The Rook by Daniel O'Malley
(The Checquy series #1)
I love it when a book has a fantastic beginning. It immediately gets me excited for the ride I'm about to take. Daniel O'Malley's first book delivers with its opening line: "The body you are wearing used to be mine." Myfanwy Thomas has no memories of who she is or how she came to be standing in a London park, surrounded by bodies, holding a letter she apparently wrote to herself.

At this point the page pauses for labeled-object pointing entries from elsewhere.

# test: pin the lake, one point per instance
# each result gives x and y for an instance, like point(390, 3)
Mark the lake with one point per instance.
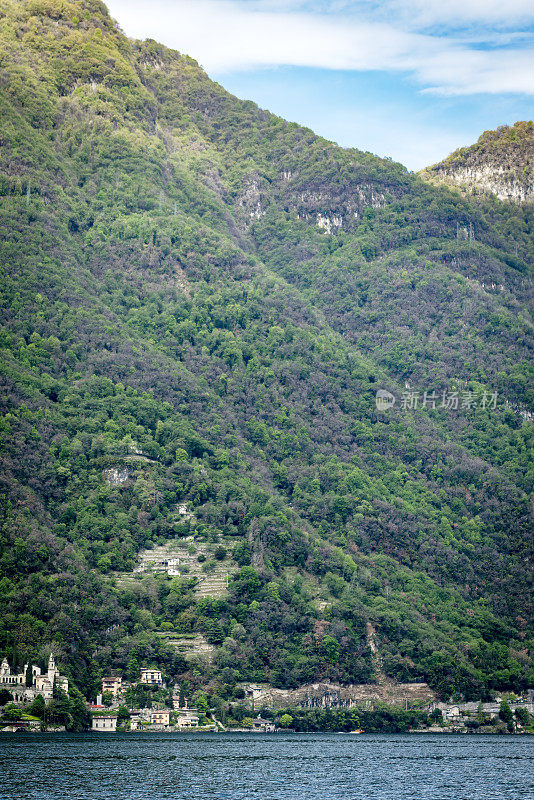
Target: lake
point(265, 767)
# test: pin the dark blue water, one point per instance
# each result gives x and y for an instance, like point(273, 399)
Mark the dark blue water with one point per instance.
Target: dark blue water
point(265, 767)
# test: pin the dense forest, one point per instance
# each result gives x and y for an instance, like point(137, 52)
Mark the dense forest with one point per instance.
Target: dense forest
point(206, 298)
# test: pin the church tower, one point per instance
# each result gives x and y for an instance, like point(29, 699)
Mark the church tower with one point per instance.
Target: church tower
point(51, 669)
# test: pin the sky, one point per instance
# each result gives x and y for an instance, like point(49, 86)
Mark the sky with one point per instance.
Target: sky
point(408, 79)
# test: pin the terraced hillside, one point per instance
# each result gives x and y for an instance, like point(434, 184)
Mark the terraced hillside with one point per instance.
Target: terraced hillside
point(200, 302)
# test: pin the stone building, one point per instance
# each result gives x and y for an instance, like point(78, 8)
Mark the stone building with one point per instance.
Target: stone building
point(151, 677)
point(104, 723)
point(25, 686)
point(160, 718)
point(112, 684)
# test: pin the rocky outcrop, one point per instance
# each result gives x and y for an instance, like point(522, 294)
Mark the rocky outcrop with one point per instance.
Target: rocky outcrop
point(333, 695)
point(501, 163)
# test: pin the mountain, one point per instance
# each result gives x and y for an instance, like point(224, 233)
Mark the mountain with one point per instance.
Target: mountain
point(200, 302)
point(501, 162)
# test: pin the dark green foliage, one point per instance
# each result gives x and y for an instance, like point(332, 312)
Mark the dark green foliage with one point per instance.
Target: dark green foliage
point(172, 314)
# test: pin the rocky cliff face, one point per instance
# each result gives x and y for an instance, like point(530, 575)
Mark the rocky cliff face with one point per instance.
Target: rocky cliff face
point(501, 162)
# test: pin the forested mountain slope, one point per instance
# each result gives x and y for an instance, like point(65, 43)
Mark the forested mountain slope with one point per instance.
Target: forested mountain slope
point(501, 162)
point(204, 299)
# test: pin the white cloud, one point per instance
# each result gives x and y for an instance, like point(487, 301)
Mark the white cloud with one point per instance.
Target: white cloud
point(457, 13)
point(228, 35)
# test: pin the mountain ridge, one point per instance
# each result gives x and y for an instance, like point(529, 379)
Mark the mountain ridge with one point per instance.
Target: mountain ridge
point(195, 281)
point(501, 162)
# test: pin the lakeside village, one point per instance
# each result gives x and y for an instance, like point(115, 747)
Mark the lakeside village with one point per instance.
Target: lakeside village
point(37, 700)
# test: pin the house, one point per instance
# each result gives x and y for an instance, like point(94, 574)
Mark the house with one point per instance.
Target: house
point(187, 718)
point(104, 723)
point(151, 677)
point(112, 684)
point(25, 686)
point(135, 720)
point(263, 725)
point(160, 718)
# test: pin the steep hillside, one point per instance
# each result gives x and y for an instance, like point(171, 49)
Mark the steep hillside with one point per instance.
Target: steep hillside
point(501, 163)
point(199, 304)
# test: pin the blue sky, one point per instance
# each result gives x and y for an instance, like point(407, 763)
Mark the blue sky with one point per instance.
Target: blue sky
point(409, 79)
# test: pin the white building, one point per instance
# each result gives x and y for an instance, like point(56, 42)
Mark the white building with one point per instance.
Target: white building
point(151, 677)
point(40, 683)
point(104, 723)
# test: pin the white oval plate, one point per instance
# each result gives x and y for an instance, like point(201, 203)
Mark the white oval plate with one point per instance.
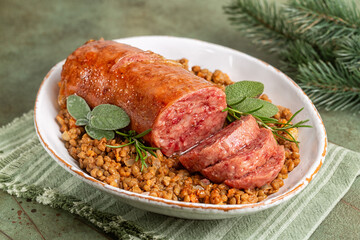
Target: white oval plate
point(239, 66)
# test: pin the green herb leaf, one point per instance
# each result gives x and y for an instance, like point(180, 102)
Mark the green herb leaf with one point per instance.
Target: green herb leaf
point(81, 122)
point(263, 108)
point(140, 148)
point(239, 90)
point(109, 117)
point(98, 133)
point(77, 107)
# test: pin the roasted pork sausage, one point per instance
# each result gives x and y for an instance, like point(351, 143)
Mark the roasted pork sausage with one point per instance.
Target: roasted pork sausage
point(181, 108)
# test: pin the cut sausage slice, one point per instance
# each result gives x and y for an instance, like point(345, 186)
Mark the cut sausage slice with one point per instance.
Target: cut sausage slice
point(221, 145)
point(244, 161)
point(262, 175)
point(180, 108)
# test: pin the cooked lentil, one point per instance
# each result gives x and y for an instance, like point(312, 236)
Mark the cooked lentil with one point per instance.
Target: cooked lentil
point(165, 177)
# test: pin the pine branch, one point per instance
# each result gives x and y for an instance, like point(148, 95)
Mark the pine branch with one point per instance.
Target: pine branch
point(348, 53)
point(332, 87)
point(316, 20)
point(262, 22)
point(296, 53)
point(338, 12)
point(318, 42)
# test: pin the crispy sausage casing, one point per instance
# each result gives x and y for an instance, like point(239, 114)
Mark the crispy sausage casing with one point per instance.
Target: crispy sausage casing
point(181, 108)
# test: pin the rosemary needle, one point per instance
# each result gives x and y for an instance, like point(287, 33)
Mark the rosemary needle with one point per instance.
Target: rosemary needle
point(140, 148)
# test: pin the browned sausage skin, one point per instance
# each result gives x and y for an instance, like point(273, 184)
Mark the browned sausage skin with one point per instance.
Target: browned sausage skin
point(181, 108)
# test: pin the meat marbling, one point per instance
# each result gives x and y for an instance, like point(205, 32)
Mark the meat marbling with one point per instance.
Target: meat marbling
point(244, 161)
point(181, 108)
point(262, 175)
point(221, 145)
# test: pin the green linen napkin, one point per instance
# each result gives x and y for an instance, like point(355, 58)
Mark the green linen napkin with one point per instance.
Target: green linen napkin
point(26, 170)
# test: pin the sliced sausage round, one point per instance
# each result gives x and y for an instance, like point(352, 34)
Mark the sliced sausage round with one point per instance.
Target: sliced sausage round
point(221, 145)
point(262, 175)
point(244, 161)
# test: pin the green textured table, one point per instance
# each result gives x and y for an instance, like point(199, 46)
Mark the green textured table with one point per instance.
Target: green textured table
point(37, 34)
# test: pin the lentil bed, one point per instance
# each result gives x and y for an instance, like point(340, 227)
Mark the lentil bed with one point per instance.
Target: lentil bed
point(165, 177)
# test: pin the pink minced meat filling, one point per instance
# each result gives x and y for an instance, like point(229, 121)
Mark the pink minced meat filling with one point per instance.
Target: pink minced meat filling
point(189, 120)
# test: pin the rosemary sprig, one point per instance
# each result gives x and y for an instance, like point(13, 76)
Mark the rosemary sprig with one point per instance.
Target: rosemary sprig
point(275, 126)
point(140, 147)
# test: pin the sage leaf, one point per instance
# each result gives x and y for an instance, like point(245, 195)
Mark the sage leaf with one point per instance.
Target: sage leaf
point(81, 122)
point(99, 134)
point(140, 135)
point(244, 89)
point(77, 107)
point(108, 117)
point(264, 108)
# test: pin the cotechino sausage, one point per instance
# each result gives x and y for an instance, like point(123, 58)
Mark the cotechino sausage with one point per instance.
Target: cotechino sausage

The book itself defies a simple description, but that's a good thing in this case. The letter Myfanwy is holding at the start of the book is the first in a series of many letters her predecessor wrote to herself knowing that she would soon need them to reintroduce herself to her own life. Myfanwy is a Rook, a high-ranking official in a Torchwood-style British agency called the Checquy that monitors supernatural and extra-terrestrial events in London. Members of the Checquy each have a set of extraordinary abilities that help them keep the United Kingdom safe from the continual threats that the general population is oblivious to. Myfanwy herself has the ability to tap into other peoples' minds and bodies and control them. While one of her counterparts, Gestalt, is a single person divided up into four different bodies (three male and one female) who controls all four bodies with one collective consciousness.
The letters reveal to her that someone within the Checquy is a traitor and is responsible for the erasure of her memories. She must somehow discover who that is, while simultaneously discovering who she is; all while dealing with an imminent invasion of Grafters.
The Rook is a lot of fun to read. It's part X-Men, part Men in Black, part Torchwood and Doctor Who. It got me with that opening sentence and I enjoyed every one of them that followed. O'Malley has been added to my list of authors to keep tabs on.